I watched an incredible tennis match recently. On Centre Court at Wimbledon, the number two player in the world, Rafael Nadal, was in a heated battle with Lukas Rosol, a player ranked 100 and not very well known. Nadal, though being tested, was expected to not only win, but to do so in his usual commanding style. In the end, Rosol stunned everyone when he turned the tables and won. In the post-match interview, Nadal said, “I just played an inspired opponent.” Rosol, who also thought that he wouldn’t win, said that he just didn’t want to lose poorly. As a result, he was extremely motivated, focused, and played in a way that far exceeded even his expectations.
But, what happens when your focus and motivation seem to desert you? Even the most well-intentioned and commited person has days when he or she doesn’t feel motivated to do much of anything. Tasks (whether the plan is to take care of some long delayed “fix-its” around the house or complete an important project) can seem daunting, boring, or you just might feel like doing something else. Rather than focus on the things you shouldn’t do (like procrastinate), a better strategy would be to set your sights on things you can do until your motivation returns.
When you feel like putting your important goals on the back burner, consider:
- Making a list and short-term plan.

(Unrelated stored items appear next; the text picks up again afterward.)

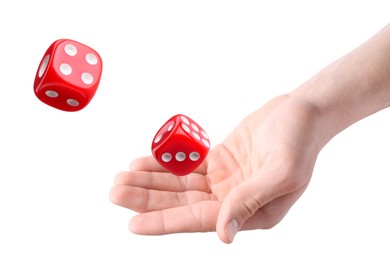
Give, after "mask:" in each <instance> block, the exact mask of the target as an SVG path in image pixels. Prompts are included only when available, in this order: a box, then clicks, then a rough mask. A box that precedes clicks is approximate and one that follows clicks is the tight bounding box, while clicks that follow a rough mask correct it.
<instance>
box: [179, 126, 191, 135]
mask: <svg viewBox="0 0 390 260" xmlns="http://www.w3.org/2000/svg"><path fill="white" fill-rule="evenodd" d="M181 127H183V129H184V131H186V132H187V133H191V129H190V128H189V127H188V125H185V124H181Z"/></svg>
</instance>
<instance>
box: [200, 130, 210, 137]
mask: <svg viewBox="0 0 390 260" xmlns="http://www.w3.org/2000/svg"><path fill="white" fill-rule="evenodd" d="M201 134H202V135H203V137H204V138H206V139H209V136H208V135H207V134H206V132H205V131H203V130H202V131H201Z"/></svg>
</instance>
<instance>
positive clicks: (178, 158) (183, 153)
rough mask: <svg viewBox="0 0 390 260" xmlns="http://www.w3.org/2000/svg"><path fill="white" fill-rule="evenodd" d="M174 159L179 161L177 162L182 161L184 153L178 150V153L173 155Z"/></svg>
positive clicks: (180, 161) (179, 161)
mask: <svg viewBox="0 0 390 260" xmlns="http://www.w3.org/2000/svg"><path fill="white" fill-rule="evenodd" d="M175 159H176V160H177V161H179V162H182V161H184V160H185V159H186V154H185V153H183V152H178V153H176V155H175Z"/></svg>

The first step is to create a list because that will get everything out of your head. Writing down the things you need to do (or entering them in your smart phone or a text file on your computer) will help you to categorize and prioritize your tasks, and, ultimately, create a short-term plan for that day. This temporary plan can help you to get moving, keep you focused, and allow you to include other activities you want to do.
- Think of the end result. Thinking about the long list of things that you have to do probably won’t give you the needed push to get stuff done, but thinking about how amazing or proud you’ll feel when you accomplish even the smallest of goals, just might be all you need to jump start your productivity. To remind yourself of that amazing feeling, think back to a time when you did your best work. While you’re at it, look back at the steps you took to reach your goals to see if you can do something similar to turn your current situation around.
- Go ahead and do something else … for a short while and then come back to your project or task. When you’re feeling stuck in lack-of-motivation land, you may need a change of scenery, a bite to eat, or perhaps a jog around the neighborhood to get your juices flowing. In fact, exercising can improve your mood and help you focus and work efficiently. The New York Times recently reported that:
In humans, exercise improves what scientists call “executive function,” the set of abilities that allows you to select behavior that’s appropriate to the situation, inhibit inappropriate behavior and focus on the job at hand in spite of distractions. Executive function includes basic functions like processing speed, response speed and working memory, the type used to remember a house number while walking from the car to a party.
- Start with the easiest thing first. As you look at your list, pick the thing that is the easiest to complete because you’ll be able to get it done quickly. You probably won’t need (much) help doing these types of tasks and you can cross them off your list immediately. When you get things done, you’re likely to be motivated to do more. Sometimes, turning your to do items into a game (how much can you accomplish in 10 minutes) or trying to beat your personal best (can you do more than what you did the day before) can also push you forward.
- Phone a friend. Still feeling like putting your work plans aside? You’ll probably benefit from calling in reinforcements, literally. Having someone else encourage you or check-in with you can be very motivating. Sometimes, all it takes is a different perspective, a friendly nudge, or even a little healthy competition to get you moving.
Or, maybe you just need a body double. Judith Kohlberg, the author of Conquering Chronic Disorganization and ADD Friendly Ways to Organize Your Life, describes a body double as a person who “… functions as an anchor. The presence of a human anchor focuses another person and makes it possible … to ignore distractions.”
Though the body double (or accountability partner) is present while you work and not actively involved with what you’re doing (and quiet), they still help you to get things done by staying on task. If you think this would be too distracting, use a timer to keep you on track. When it goes off, you will be released from that task so that you can do something else.
There will always be days when you don’t feel like working. It helps to come up with a few strategies that can put you in the frame of mind to work productively (like a quiet room, clear desk, co-working, etc.). Test out some of the suggestions from today’s post to see if they’ll work for you. Usually, once you get started, you’ll be inspired to keep going. And, you just might end up having more spectacular days like Lukas Rosol did this past June.